Step 3 — Post-process (deterministic tool)
For each per-page Markdown:
python3 tools/pdf2md/postprocess_page.py {WORK_DIR}/page_{NNNN}.md
python3 tools/reporting/clean_pdf2md_output.py {WORK_DIR}/page_{NNNN}.md
The first applies 10-rule cleanup to VLM output (fence stripping, table-syntax repair, hallucinated-image removal, etc.). The second strips repeated page headers/footers.
Step 4 — Assemble (deterministic tool)
python3 tools/pdf2md/assemble_markdown.py {WORK_DIR} {OUTPUT_PATH} --separator "{SEPARATOR}"
python3 tools/reporting/clean_pdf2md_output.py {OUTPUT_PATH}
The second clean pass catches cross-page header/footer patterns visible only after assembly.
Step 5 — Report
Return a structured run report:
- pages converted (counts: success / fail / reused)
- output bytes
- failed page numbers, if any
- assembled output path
Tool usage
The frontmatter allowed-tools constrains TASK whitelisting:
tools/pdf2md/rasterize_pdf.py — Step 1
tools/pdf2md/postprocess_page.py — Step 3
tools/pdf2md/assemble_markdown.py — Step 4
tools/reporting/clean_pdf2md_output.py — Step 3 + Step 4
The agent's native Read and Write tools are also used (for Step 2's multimodal page loads and per-page MD writes).
Disallowed behavior
- Spawning sub-agents for per-page fan-out — that pattern is reserved for the
PDF2MD persona via TaskSkill: pdf2md-page.
- Writing outside
{WORK_DIR} and {OUTPUT_PATH}.
- Embedding LLM reasoning inside any of the deterministic tool invocations — the tools must stay deterministic. The hybrid pattern is: tools deterministic, VLM transcription inside the TASK shell.

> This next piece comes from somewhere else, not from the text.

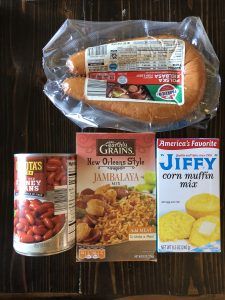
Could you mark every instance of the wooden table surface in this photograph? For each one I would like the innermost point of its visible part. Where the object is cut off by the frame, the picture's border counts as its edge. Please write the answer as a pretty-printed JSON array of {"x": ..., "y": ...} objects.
[{"x": 30, "y": 123}]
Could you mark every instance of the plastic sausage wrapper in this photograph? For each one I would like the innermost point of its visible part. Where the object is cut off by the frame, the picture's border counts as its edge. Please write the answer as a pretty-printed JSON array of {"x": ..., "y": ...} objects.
[{"x": 133, "y": 75}]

- Asset mode (figure/table cropping + manifest generation) — that's the persona's Phase 3.5 work, not this skill's.
- Equation audit / fix loop — that's
EQUATION_AUDIT's job after assembly.
Outputs
- Final assembled Markdown at
OUTPUT_PATH
manifest.json in WORK_DIR (rasterizer output)
- Per-page
.md files in WORK_DIR
- A structured run report from
TASK
Non-negotiable constraints
- Hybrid stays separated. Deterministic tools never embed LLM reasoning; VLM transcription never invokes shell subprocesses. The boundary is the same as
pdf2md-page's.
- Reading-order discipline (Step 2). Per-page transcription emits content in document reading order; asset placeholders appear at the position of the asset on the page.
- No silent page drops. Failed pages get a placeholder line (
*[Page N: conversion unavailable]*) and are reported in the run report. They are not omitted from the assembled output.
- Resume-safe. Re-running with matching
(pdf_sha256, dpi) reuses existing PNGs and per-page MDs. The rasterizer + manifest model handles this.
- Custom instructions are honored. If the brief contains
CustomInstructions for page-specific handling, the per-page transcription reflects them.
QA expectations
OUTPUT_PATH exists and is non-empty.
{WORK_DIR}/manifest.json exists and records pdf_sha256, dpi, pages_rendered.
- For every page in
manifest.json:pages_rendered, either a per-page .md exists OR a placeholder for that page appears in OUTPUT_PATH.
- Failed pages, if any, are surfaced in the run report — never silently dropped.
- The per-page Markdowns pass the 8 conversion rules' QA (no surrounding code fences; tables have GFM-compatible separators with placeholders; equations use
$..$ / $$..$$).
- Custom instructions affecting page interpretation are reflected in the output.